Monday, 7 January 2019: 10:45 AM
North 132ABC (Phoenix Convention Center - West and North Buildings)
Sara J Swenson, Univ. of Colorado Boulder, Boulder, CO; and B. Argrow, E. W. Frew, S. Borenstein, and J. M. Keeler
Manuscript (767.0 kB)

Every year approximately one thousand tornadoes sweep across the United States, resulting in millions of dollars in damages and thousands of injuries. The most dangerous and destructive of these tornadoes come from supercell thunderstorms. Models and simulations provide valuable insight into the dynamics of supercells and tornadogenesis but without observational data it is difficult to determine their accuracy.

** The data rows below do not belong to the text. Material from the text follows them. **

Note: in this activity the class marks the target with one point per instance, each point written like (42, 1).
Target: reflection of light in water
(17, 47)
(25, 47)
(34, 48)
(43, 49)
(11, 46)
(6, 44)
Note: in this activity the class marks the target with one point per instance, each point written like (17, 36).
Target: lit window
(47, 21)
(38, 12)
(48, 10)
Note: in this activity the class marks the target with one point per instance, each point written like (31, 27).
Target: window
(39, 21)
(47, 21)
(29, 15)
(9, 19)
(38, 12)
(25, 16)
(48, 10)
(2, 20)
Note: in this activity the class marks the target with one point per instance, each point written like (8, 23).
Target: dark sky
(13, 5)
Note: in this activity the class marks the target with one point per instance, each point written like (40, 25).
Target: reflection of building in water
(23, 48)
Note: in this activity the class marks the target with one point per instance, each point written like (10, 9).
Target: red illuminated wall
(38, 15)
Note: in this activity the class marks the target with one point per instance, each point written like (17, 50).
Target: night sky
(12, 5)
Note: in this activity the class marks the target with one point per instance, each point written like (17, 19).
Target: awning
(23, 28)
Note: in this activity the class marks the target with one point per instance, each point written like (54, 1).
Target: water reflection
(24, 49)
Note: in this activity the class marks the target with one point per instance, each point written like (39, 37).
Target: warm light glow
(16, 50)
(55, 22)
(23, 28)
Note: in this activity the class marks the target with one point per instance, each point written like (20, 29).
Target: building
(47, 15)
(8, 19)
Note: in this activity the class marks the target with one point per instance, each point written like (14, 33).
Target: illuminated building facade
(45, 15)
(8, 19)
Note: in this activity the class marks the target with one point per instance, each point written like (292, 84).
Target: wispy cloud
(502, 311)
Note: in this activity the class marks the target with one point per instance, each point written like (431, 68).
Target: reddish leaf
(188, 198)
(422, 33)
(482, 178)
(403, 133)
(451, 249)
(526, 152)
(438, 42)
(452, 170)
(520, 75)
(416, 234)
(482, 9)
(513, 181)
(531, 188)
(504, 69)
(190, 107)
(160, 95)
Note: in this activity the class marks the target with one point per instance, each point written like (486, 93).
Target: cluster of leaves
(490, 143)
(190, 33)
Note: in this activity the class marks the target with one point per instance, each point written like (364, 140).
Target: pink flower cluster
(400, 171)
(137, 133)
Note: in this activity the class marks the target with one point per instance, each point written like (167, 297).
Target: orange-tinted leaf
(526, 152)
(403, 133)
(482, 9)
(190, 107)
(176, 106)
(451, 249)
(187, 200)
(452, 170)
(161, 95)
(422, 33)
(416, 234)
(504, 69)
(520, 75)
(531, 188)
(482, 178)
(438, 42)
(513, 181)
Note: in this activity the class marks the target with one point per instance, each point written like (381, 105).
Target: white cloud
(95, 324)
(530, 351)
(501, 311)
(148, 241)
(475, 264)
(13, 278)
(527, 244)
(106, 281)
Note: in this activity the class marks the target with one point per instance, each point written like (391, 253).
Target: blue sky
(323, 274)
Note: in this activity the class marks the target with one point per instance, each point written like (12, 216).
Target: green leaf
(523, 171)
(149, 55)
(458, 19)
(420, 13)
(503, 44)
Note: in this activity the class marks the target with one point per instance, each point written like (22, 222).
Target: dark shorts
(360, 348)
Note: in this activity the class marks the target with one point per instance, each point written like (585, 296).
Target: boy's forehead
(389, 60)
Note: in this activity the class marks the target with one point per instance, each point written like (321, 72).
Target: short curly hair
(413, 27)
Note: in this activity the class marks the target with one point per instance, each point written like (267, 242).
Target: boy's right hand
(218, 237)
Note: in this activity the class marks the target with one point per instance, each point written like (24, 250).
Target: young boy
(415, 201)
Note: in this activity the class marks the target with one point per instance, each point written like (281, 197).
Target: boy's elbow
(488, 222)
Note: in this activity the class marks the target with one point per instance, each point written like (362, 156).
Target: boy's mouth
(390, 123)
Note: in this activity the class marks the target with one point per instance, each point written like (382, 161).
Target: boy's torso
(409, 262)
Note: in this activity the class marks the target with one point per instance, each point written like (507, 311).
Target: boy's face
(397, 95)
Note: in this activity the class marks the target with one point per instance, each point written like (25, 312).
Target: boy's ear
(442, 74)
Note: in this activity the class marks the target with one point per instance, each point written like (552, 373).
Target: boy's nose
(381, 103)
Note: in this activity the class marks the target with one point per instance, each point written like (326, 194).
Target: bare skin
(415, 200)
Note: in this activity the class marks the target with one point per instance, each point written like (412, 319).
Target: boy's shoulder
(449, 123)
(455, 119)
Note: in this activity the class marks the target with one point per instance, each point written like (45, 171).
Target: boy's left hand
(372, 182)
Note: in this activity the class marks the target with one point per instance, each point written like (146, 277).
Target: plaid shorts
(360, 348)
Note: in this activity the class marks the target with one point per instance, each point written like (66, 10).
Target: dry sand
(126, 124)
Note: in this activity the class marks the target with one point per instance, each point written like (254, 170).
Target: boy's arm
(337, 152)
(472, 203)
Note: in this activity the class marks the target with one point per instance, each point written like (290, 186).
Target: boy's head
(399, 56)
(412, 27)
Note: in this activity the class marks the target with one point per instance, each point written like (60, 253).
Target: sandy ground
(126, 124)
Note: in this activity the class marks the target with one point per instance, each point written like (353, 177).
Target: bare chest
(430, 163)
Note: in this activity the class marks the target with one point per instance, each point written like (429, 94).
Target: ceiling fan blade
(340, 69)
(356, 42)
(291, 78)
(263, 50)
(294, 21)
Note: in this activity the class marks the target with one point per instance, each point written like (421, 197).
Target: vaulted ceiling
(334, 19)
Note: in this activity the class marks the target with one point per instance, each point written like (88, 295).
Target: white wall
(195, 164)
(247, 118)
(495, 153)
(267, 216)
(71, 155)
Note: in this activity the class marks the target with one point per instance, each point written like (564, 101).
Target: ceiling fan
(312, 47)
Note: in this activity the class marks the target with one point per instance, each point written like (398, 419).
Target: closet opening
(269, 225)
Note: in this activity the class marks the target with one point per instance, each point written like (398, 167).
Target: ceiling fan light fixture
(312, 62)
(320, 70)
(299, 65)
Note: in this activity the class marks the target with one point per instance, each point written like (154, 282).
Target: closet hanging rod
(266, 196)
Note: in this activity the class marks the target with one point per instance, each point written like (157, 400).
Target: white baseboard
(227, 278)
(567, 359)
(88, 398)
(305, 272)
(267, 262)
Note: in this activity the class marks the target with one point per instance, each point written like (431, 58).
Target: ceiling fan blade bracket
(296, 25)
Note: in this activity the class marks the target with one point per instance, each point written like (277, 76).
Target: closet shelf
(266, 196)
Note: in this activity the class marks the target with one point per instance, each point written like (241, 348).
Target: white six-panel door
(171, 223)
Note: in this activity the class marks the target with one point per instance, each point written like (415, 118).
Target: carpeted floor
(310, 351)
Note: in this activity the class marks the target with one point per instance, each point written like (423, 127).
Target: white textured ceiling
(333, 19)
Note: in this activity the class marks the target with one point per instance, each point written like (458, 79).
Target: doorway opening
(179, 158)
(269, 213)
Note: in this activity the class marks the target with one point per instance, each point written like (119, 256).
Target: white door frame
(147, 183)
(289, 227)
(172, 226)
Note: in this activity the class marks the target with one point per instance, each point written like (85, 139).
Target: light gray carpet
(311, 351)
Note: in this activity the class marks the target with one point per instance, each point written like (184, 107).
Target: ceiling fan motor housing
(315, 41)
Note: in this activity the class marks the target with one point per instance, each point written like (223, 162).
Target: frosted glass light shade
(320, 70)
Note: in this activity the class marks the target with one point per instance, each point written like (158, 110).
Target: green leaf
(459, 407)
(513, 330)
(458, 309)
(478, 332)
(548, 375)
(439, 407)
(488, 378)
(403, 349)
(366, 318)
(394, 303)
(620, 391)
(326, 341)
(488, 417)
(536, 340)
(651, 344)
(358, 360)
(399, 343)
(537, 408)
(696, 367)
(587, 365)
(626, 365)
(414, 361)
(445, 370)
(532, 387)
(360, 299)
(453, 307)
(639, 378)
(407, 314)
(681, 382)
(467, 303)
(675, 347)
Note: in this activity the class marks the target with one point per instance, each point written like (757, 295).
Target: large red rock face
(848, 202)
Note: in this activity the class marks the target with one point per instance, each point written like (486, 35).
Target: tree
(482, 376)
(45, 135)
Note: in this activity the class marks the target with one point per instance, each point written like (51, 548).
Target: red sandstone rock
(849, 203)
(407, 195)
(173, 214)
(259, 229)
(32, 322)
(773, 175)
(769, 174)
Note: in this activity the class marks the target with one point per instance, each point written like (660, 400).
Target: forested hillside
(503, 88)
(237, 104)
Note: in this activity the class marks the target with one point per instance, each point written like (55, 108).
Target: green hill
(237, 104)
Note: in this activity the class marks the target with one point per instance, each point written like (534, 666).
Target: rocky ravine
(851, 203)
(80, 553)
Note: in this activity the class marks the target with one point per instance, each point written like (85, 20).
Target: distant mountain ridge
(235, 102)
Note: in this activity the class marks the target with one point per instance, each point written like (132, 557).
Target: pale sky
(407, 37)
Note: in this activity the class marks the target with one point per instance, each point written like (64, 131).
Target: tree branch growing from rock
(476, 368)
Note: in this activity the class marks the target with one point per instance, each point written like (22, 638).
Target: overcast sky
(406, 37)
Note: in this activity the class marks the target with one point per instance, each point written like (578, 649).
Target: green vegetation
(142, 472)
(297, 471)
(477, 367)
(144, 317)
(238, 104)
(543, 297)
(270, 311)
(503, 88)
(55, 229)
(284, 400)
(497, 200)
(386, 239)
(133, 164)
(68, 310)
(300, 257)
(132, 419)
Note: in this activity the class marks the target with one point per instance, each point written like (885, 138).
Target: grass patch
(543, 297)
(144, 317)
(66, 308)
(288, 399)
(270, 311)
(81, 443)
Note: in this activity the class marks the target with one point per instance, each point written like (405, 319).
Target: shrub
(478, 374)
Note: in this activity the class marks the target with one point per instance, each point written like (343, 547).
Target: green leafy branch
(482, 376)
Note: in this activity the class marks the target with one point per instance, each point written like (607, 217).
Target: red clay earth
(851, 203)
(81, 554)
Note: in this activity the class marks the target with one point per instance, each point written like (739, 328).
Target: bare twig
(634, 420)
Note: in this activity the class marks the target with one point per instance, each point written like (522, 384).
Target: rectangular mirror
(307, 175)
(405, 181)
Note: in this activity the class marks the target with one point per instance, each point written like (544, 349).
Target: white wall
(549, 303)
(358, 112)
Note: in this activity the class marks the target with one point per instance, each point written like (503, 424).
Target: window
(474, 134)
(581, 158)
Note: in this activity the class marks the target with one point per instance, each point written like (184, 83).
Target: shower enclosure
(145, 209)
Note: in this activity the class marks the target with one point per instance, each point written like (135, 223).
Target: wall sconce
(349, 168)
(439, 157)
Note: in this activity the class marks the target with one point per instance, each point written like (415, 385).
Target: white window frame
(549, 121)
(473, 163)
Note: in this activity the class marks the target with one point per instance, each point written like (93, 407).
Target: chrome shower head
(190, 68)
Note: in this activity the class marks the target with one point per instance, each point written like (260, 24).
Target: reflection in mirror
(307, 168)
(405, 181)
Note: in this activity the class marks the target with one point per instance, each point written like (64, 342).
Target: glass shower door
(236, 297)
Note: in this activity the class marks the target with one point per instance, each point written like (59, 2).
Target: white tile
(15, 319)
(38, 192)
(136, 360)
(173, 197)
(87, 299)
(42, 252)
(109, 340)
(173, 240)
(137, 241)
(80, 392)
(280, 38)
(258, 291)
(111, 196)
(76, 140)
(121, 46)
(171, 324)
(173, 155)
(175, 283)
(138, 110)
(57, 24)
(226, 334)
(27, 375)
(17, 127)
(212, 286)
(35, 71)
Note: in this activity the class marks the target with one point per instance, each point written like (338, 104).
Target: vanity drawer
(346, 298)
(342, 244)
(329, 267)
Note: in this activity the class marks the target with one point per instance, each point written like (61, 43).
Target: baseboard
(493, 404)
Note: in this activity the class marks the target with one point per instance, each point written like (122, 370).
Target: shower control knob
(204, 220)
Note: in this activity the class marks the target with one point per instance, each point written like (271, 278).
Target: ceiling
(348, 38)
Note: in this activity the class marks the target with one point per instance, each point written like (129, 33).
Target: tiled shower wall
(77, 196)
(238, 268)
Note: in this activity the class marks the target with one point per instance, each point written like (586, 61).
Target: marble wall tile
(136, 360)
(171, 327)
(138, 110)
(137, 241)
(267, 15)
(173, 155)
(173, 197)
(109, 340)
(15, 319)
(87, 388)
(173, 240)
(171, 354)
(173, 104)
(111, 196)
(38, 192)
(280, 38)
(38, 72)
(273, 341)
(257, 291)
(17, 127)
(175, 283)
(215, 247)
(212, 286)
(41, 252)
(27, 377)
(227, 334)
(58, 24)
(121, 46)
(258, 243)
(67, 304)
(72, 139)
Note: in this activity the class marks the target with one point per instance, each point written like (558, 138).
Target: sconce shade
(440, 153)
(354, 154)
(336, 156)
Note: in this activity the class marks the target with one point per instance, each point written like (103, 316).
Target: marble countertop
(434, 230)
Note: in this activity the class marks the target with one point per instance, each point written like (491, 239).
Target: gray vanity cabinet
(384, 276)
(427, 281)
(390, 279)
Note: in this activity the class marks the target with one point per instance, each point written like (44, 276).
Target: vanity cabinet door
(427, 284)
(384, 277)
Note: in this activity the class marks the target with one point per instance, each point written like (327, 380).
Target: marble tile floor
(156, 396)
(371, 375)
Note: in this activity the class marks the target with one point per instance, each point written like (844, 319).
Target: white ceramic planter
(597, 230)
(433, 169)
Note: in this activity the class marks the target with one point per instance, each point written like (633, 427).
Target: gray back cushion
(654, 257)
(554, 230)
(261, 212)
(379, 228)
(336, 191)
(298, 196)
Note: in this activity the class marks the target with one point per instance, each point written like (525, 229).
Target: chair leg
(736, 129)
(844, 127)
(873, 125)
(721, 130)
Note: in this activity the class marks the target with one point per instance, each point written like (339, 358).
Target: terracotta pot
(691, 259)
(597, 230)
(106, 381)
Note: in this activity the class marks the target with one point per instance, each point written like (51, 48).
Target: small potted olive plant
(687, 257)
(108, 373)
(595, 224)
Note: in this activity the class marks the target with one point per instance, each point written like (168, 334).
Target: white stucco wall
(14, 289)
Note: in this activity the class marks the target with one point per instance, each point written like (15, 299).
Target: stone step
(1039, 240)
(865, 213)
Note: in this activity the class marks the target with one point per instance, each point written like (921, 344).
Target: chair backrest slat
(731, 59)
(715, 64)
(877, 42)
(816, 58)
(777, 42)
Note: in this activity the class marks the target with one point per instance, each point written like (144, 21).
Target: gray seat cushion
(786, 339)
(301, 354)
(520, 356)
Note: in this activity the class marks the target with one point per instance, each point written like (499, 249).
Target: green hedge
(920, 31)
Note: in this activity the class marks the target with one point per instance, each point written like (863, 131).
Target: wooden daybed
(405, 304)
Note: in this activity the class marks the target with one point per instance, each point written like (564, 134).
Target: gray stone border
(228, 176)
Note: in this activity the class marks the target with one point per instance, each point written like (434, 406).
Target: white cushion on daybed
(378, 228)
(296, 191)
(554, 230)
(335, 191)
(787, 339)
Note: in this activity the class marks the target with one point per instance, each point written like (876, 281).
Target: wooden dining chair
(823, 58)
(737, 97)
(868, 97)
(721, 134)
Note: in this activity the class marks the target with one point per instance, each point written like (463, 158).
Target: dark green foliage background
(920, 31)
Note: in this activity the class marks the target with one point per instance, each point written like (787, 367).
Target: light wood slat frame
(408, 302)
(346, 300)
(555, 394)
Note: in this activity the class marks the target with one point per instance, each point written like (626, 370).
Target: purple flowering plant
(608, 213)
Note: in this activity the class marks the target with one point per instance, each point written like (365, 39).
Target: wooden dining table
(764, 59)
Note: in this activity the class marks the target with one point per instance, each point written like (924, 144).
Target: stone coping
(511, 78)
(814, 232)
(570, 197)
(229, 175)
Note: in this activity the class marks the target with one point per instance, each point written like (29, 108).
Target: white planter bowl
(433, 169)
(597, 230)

The rear-flank downdraft (RFD) is believed to be one of the regions within supercells that produces conditions necessary for tornadogenesis. However, strong downward winds characteristic of the RFD and its position behind the mesocyclone make the RFD a difficult region to access. Furthermore outflow winds behind the rear-flank gust front make it a particularly difficult region to attain direct measurements with balloon-borne sensors launched from the ground. A goal of the NSF National Robotics Initiative project “Severe-storm Targeted Observation and Robotic Monitoring” (STORM) is to develop new in-situ atmospheric sensing applications through targeted observations. STORM is a three-year collaboration of researchers from the University of Colorado Boulder (CU), University of Nebraska-Lincoln (UNL), and Texas Tech University (TTU). This paper describes the development and deployment of the Mistral small UAS (sUAS) with an integrated semi-Lagrangian drifter deployment system. The Mistral is the most recent in the line of sUAS, developed at the University of Colorado, for making meteorological measurements in supercells.

The Air-Launched Drifter (ALD) system is designed to deploy ALD balloons at an altitude above the supercell outflow, onto trajectories that entrain the balloons into the RFD or other regions of interest. The Mistral carries a helium tank to inflate and release up to four drifters during a single flight. Each drifter consists of small sensor board populated with a GPS receiver, pressure, temperature, and humidity sensors, and a communications radio. Telemetry and scientific data are collected from multiple fixed and mobile ground station receivers.

Results are presented from trajectory simulations as well as test flights done of the integrated semi-Lagrangian drifter deployment system. Furthermore, characterization tests of the microsondes, carried out during the 2018 STORM deployment and ISARRA 2018 flight week, are presented.